Midterm 2 Flashcards
What is the difference between theory and application when referring to cultural practices and cultural weed control?
Theory is the options and techniques for management, application is the manipulation of cropping practices to suppress weeds and promote desired plant growth.
Give several techniques that are part of cultural weed control?
Sanitation, planting and harvesting dates, crop rotation, soil solarization.
Define mechanical weed control
Use of a physical activity or barrier to remove or inhibit the growth of weeds.
List several examples of mechanical weed control and how they work.
hand-pulling, mowing, mulching, tillage, and thermal methods. They work by removing/damaging the plant, removing access to sunlight.

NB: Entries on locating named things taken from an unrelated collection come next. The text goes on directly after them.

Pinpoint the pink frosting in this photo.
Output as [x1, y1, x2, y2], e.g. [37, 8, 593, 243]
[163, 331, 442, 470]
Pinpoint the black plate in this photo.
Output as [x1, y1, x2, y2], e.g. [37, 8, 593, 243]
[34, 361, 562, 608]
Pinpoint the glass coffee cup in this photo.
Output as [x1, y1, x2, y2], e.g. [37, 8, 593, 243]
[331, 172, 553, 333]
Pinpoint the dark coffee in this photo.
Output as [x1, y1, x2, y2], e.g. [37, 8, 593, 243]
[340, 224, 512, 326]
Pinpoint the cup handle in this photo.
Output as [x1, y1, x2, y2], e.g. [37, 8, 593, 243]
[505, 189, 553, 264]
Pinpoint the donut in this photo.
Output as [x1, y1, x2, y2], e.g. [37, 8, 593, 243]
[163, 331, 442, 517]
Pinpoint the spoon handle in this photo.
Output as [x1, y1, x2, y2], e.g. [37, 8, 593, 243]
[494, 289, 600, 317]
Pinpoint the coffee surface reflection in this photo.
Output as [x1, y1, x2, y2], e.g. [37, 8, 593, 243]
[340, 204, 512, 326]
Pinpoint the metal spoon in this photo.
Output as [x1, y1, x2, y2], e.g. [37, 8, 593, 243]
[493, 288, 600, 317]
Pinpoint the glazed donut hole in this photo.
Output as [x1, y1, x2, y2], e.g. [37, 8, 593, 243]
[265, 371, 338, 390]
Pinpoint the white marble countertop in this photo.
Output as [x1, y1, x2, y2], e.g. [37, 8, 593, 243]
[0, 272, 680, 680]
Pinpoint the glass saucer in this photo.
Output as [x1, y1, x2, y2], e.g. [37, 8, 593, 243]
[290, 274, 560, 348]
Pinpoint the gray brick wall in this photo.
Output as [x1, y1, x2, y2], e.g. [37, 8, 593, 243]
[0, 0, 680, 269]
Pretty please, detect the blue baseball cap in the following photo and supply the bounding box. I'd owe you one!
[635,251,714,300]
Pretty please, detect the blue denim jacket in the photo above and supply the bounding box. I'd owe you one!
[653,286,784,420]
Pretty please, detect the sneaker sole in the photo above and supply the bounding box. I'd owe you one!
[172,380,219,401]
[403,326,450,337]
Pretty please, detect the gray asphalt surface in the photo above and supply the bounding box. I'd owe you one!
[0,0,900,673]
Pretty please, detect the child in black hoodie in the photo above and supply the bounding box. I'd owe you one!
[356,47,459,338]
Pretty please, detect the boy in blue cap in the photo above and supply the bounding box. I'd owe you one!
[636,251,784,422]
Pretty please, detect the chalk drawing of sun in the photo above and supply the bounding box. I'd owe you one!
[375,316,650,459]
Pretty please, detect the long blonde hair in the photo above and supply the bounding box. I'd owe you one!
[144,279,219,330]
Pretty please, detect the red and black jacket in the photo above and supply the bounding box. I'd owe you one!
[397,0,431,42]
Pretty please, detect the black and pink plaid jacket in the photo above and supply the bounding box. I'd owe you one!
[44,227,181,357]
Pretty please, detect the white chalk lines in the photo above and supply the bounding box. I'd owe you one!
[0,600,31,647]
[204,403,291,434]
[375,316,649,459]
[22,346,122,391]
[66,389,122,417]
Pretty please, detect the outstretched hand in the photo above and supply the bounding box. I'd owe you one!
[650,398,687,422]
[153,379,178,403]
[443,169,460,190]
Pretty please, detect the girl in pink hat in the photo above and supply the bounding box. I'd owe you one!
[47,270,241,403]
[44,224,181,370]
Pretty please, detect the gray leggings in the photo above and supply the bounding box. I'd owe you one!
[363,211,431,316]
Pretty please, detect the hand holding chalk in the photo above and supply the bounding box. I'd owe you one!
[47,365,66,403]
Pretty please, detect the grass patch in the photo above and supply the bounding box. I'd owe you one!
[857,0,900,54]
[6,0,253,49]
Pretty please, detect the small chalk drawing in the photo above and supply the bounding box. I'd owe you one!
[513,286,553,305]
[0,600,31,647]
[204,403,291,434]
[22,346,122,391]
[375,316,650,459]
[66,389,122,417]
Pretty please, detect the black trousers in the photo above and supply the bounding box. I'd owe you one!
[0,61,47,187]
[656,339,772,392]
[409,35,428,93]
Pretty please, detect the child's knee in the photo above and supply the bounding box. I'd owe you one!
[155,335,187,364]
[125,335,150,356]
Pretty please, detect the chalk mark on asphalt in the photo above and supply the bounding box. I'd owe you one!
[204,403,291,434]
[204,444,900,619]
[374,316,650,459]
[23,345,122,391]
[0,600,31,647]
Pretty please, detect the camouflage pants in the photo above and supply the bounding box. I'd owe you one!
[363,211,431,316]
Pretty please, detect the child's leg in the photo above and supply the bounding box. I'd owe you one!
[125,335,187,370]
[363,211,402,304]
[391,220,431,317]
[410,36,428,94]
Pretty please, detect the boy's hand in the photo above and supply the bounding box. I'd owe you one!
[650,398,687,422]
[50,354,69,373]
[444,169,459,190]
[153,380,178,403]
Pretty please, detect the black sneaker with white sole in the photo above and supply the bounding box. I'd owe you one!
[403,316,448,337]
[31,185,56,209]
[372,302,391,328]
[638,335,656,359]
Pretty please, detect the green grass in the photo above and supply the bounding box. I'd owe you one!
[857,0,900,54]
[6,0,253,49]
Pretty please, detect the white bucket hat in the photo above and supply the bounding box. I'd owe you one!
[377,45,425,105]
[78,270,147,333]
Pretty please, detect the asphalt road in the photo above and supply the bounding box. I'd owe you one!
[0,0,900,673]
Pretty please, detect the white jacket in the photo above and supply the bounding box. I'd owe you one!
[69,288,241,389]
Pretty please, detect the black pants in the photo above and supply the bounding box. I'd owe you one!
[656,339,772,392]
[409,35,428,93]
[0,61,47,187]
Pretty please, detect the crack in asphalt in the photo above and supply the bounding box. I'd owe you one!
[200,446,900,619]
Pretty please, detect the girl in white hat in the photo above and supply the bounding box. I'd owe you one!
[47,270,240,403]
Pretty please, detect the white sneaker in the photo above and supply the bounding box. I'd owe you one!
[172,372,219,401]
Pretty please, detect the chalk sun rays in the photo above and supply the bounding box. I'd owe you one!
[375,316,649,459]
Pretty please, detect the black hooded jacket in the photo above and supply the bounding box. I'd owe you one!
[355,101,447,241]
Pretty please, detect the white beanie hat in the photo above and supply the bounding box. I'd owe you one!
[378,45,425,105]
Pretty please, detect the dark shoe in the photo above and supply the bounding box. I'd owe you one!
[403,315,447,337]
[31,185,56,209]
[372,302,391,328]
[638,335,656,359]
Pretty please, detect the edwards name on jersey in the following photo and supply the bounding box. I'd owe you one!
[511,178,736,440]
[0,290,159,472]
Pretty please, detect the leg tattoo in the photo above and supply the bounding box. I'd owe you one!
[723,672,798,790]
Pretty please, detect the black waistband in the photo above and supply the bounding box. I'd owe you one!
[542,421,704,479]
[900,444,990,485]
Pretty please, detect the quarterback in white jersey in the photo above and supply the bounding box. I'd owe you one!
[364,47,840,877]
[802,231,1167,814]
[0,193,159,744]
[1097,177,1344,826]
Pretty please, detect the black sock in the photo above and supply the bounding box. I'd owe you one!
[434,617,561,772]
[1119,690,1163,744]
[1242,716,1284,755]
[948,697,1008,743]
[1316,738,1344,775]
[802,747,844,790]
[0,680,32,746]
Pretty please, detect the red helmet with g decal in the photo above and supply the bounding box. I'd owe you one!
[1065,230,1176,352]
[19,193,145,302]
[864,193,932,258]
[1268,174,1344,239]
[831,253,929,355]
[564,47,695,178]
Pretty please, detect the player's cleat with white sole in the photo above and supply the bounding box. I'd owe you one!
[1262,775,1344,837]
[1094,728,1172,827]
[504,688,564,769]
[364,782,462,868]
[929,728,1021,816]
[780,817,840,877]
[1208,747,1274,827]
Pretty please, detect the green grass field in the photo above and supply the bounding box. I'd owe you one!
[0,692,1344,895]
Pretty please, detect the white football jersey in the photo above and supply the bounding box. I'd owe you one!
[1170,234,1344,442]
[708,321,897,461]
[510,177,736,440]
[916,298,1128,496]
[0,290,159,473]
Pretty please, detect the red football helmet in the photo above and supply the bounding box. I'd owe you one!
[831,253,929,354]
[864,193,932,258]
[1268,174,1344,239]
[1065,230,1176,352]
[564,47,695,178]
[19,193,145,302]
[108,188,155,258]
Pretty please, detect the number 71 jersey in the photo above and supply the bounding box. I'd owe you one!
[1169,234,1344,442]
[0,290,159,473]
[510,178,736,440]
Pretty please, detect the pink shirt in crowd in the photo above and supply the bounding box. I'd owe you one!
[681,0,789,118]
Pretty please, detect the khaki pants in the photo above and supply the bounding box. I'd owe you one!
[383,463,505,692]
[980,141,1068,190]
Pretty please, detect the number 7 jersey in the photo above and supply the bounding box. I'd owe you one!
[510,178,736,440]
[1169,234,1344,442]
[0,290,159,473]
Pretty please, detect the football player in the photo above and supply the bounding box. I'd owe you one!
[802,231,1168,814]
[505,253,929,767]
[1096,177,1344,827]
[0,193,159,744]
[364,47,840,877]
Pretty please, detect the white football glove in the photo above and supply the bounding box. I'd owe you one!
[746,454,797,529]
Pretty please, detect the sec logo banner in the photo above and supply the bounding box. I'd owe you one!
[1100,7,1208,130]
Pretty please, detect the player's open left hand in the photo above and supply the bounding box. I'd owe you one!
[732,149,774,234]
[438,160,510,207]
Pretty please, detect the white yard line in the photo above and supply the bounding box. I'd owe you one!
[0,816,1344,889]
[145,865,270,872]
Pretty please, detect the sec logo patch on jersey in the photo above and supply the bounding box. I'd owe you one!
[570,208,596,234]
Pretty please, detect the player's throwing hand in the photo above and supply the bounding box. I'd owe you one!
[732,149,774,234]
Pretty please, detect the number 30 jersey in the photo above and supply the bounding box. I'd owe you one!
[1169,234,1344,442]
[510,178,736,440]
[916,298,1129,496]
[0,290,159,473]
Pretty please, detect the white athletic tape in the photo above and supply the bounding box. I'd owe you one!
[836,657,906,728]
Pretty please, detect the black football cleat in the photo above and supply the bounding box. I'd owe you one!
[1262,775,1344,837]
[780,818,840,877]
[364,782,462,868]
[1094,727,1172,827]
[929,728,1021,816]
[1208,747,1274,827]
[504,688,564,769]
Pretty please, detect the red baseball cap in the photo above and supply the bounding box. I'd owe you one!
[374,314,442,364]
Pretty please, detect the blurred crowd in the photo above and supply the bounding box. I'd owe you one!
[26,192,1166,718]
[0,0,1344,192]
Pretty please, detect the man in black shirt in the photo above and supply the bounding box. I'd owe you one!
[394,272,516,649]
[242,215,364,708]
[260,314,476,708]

What is the difference between cultivation and tillage?
Cultivation mixes soil post planting, tillage breaks soil up and disturbs it.
What are some advantages/disadvantages of mechanical weed control?
Advantages: Herbicide use reduced, can be highly selective or non selective, effective on herbicide-resistant weeds.
Disadvantages: May affect soil OM, erosion, and compaction (tillage), less flexibility since effectiveness depends on timing, often slow or inefficient, can damage crops.
Explain primary and secondary tillage.
Primary: breaking up the soil. Secondary: process of burying, cutting up, pulling up weeds.
What are the optimum conditions for tillage and why?
Younger weeds = weaker.
Dry and level soil = effective equipment operation.
Warm temps, wind, sunshine = less chance of disturbed weed reestablishment.
Define biological control.
Use of naturally occurring organisms to maintain a target weed’s population at a lower density than would naturally occur.
List different agents used in biological control.
Insects, pathogens, grazing animals
What are some of the challenges/disadvantages with biological control?
BC must self disperse, have the same life cycle as weed, survive in a new environment, be raised in captivity, and cannot be recalled.
What are the ideal properties of an herbicide?
Easy to apply, works in small amounts, can be applied in many different ways, not cancer causing, high selectivity, low mammal toxicity.
What are some advantages/disadvantages to herbicides?
Advantages: Can control weeds when nothing else is possible/works effectively, costs less than manual weeding, can control weeds before emergence or well into the season.
Disadvantages: Requires licensing, training, technical knowledge, health risks to humans and environment, injury to off target plants, eg crops, development of herbicide resistance.
What is the a.i. and how does it compare to inerts in chemical applications?
Active ingredient, toxicity to target plants, inerts have little to no effect on target plants.
List examples of organic weed control.
Biodegradable mulch, mowing, livestock grazing, handweeding or mechanical weeding, flame, heat, or electrical methods.